I was stunned. This man had never met Irina in person. In fact, I had not met her, either – we’d only talked on the telephone. Neither this young man nor I had seen her child except in photographs, which I’d used in my PowerPoint. And yet, Irina’s faith story — even third-hand — created space for the Holy Spirit to use it to reach this young man, who responded to God in renewed belief.

This encounter, and many others like it, has convinced me that a primary way God chooses to work in our lives is through the sharing of our stories – our testimonies. When we “witness” to what God has done for us and give Him the praise and credit, the Holy Spirit honors our witness, bringing conviction, repentance, transformation, new understanding, encouragement, strength, comfort — and belief.

God is a storytelling God. We know this because He has given us the Bible, which, from Genesis to Revelation, is full of stories that teach us who God is, and who we are. At the same time, taken as a whole, the Bible is THE story of God, and God’s love for humankind.

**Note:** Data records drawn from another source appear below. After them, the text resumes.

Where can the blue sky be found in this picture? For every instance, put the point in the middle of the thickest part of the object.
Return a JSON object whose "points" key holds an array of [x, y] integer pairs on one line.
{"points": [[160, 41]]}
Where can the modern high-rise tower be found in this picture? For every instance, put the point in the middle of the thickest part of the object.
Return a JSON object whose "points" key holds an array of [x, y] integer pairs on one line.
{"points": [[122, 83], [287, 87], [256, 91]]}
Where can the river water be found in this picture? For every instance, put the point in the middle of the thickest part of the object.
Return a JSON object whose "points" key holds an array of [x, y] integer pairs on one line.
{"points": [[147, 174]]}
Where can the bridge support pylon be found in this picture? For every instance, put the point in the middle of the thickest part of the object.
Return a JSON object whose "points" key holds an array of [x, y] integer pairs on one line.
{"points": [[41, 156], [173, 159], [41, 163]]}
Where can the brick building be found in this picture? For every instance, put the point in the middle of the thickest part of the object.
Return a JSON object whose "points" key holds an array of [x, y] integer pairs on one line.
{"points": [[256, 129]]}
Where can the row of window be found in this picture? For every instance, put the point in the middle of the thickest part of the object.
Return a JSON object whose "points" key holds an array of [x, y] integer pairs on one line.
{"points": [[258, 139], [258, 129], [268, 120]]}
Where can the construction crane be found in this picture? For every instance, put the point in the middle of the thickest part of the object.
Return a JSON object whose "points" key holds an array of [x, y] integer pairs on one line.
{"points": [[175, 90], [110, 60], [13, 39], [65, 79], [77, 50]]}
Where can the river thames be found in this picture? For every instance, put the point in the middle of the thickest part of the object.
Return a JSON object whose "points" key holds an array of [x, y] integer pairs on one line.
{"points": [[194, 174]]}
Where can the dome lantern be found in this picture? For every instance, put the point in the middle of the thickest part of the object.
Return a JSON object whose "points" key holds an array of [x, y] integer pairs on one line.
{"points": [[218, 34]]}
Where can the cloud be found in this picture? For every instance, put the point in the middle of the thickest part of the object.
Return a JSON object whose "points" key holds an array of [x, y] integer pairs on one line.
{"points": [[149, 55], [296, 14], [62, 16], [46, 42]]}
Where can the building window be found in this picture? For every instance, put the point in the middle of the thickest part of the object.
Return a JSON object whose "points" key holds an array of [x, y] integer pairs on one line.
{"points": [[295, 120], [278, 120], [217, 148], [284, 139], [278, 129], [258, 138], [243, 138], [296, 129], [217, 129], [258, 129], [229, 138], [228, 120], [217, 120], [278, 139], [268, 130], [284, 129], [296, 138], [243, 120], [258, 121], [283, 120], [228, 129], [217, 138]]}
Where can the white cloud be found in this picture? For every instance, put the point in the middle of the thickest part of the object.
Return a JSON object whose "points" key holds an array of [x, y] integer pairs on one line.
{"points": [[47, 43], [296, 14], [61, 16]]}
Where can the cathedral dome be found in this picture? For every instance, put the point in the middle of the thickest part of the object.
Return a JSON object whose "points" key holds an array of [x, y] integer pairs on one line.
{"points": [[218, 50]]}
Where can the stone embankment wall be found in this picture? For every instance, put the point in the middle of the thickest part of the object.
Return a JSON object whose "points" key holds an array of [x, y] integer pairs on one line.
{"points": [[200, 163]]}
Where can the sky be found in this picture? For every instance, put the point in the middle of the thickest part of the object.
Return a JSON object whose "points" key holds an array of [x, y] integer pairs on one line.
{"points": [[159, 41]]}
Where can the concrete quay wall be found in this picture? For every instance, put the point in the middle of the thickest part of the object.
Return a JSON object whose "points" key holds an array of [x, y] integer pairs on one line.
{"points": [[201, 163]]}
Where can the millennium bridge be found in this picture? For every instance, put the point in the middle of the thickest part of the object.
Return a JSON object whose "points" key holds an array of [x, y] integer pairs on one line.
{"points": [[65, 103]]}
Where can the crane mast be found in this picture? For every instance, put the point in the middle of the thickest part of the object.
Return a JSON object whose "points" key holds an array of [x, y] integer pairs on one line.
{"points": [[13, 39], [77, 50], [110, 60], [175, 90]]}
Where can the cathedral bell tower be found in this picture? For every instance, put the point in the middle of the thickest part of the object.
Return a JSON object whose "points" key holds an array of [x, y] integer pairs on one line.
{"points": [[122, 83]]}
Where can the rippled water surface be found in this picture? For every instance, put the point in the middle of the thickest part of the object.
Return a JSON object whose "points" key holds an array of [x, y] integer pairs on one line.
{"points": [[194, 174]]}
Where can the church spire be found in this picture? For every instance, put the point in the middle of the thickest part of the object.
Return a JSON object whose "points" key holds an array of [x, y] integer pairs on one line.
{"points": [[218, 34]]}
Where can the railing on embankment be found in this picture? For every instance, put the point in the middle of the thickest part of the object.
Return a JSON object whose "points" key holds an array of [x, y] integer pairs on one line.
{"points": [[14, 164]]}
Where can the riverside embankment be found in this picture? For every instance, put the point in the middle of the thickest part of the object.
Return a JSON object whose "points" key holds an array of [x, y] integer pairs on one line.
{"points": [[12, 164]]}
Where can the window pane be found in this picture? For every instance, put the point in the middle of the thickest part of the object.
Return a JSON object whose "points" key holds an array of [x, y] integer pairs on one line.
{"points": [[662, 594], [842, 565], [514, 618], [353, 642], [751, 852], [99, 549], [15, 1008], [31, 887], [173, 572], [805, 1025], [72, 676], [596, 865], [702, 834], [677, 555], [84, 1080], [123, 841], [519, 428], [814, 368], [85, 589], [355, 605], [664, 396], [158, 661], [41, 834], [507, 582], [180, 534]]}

If God communicates to us so often through stories, and we are created in His image, it stands to reason that humans may communicate most effectively with each other through stories.

A mentor in the field of media ministry once told me that effective communication has many things in common with the way we do mission work.

For example, when a missionary crosses cultural and language boundaries to share the gospel, she must travel to where the people are whom she is called to share the gospel with. Once there, she first takes time to understand the people she wants to minister to. That means the missionary starts learning the language spoken by the local people. She listens a lot, getting to know the way people think and view the world, how they understand God and religion, family and gender roles, their own history, as well as world history and their place in it.

Before a missionary tries to communicate, he or she tries to understand. Deeper understanding provides the foundation for more effective communication.

Effectively communicating, after gaining some level of understanding, may be as simple as sharing your own story, or daily faith journey stories, in ways and with words that people understand, and in places where they prefer to meet and spend time.

Stories can be as simple as an answered prayer, or how God helped you handle a difficult situation at work or with a family member. Your story may not yet have an ending. You may be in the midst of your story, but you can still point to where God has been faithful and stood beside you, even entered into your suffering with you. A story might be about how you are waiting with trust for God to reveal himself or answer a prayer.  And when someone shares a story with you, perhaps ask where they might see God in their story.

As we tell our faith stories, we are proclaiming God’s story!